# African electric yellow Cichlids



## kris_leonardi (Jun 28, 2009)

I know that cichlids are known to be aggressive, but I wanted to add some to my 20 gallon tank where I have 2 Dwarf Gouramis. Would the Cichlids attack them?


----------



## dirtydutch4x (Jun 16, 2009)

I had my Yellow Labs with blue rams, gourami's, and barbs with no problems, however it was my experience and not a rule to the species, most will say no, I believe you try it and just keep an open eye. My wife has barbs(green tiger, tiger, gold, cherry), convicts, dempsey's, and a juvi flowerhorn all together and its suprisingly peaceful. hope this helps some.


----------



## kris_leonardi (Jun 28, 2009)

this helps quite a bit.
thanks so much!


----------



## Fishboydanny1 (Jun 13, 2008)

i'd have to agree with dirtydutch4x, but I would reccomend getting the labs as small as possible.... in my experience, young fish's aggression is detirmined partly by their species and by their ecosystem.
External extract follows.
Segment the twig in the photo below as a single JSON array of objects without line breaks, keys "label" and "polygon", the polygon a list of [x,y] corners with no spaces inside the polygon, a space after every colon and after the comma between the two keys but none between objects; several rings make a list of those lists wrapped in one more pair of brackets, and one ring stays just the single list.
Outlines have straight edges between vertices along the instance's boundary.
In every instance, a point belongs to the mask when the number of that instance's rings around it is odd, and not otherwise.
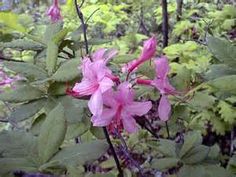
[{"label": "twig", "polygon": [[80,8],[82,7],[82,5],[84,3],[84,0],[82,1],[80,6],[78,6],[77,0],[75,0],[74,2],[75,2],[75,7],[76,7],[77,15],[78,15],[78,17],[79,17],[79,19],[81,21],[81,25],[82,25],[82,28],[83,28],[85,50],[86,50],[86,54],[88,55],[89,54],[89,48],[88,48],[87,31],[86,31],[87,27],[86,27],[86,24],[84,23],[83,13],[80,10]]},{"label": "twig", "polygon": [[24,62],[23,60],[16,60],[16,59],[12,59],[12,58],[6,58],[3,56],[0,56],[0,60],[4,60],[4,61],[15,61],[15,62]]},{"label": "twig", "polygon": [[140,167],[140,165],[137,163],[137,161],[135,161],[135,160],[133,159],[133,157],[130,155],[128,146],[127,146],[127,144],[126,144],[126,142],[125,142],[123,136],[122,136],[122,135],[119,133],[119,131],[117,131],[117,130],[115,130],[115,133],[116,133],[116,135],[119,137],[119,139],[121,140],[123,153],[125,154],[125,156],[126,156],[127,158],[129,158],[129,160],[130,160],[130,161],[132,162],[132,164],[134,164],[134,166],[139,170],[140,174],[141,174],[142,177],[143,177],[143,175],[144,175],[143,169]]},{"label": "twig", "polygon": [[169,126],[168,126],[168,123],[167,123],[167,121],[166,121],[165,123],[166,123],[166,132],[167,132],[167,138],[169,139],[169,138],[170,138],[170,131],[169,131]]},{"label": "twig", "polygon": [[110,139],[110,137],[109,137],[109,134],[108,134],[108,131],[107,131],[106,127],[103,127],[103,132],[104,132],[104,135],[105,135],[105,137],[106,137],[106,139],[107,139],[107,142],[108,142],[108,144],[109,144],[109,146],[110,146],[110,149],[111,149],[111,151],[112,151],[114,160],[115,160],[115,162],[116,162],[116,167],[117,167],[117,169],[118,169],[118,171],[119,171],[119,175],[118,175],[118,176],[119,176],[119,177],[123,177],[124,175],[123,175],[123,171],[122,171],[121,166],[120,166],[119,159],[118,159],[118,157],[117,157],[117,155],[116,155],[116,151],[115,151],[115,149],[114,149],[114,147],[113,147],[113,144],[111,143],[111,139]]},{"label": "twig", "polygon": [[90,15],[89,15],[89,17],[87,18],[87,20],[85,21],[85,25],[88,23],[88,21],[90,20],[90,18],[97,12],[97,11],[99,11],[100,10],[100,8],[97,8],[95,11],[93,11]]},{"label": "twig", "polygon": [[162,33],[163,33],[163,48],[168,46],[168,11],[167,0],[162,0]]}]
I had a batch of wild type baby mollies (same mom & age), some of which i kept with baby africans. the babies with the africans became the world's meanest mollies!!! good luck with your experiment!


----------



## dirtydutch4x (Jun 16, 2009)

pretty much all of my fish are bought as small as possible and i try to grow them out with variety of fish, more than a year in and the only problems ive faced are my JD's going at each other, all the different types leave each other alone.


----------



## throttle out (Jul 28, 2009)

Peakocs Are Very Mild U Will Have No Probs With That


----------



## calvin17 (Sep 20, 2009)

I have yellow labs in my african cichlid tank, and they are the ONLY ones that dont fight, and they are rather docile for cichlids, so i think it should be fine. But every fish has its own personalty ay....


----------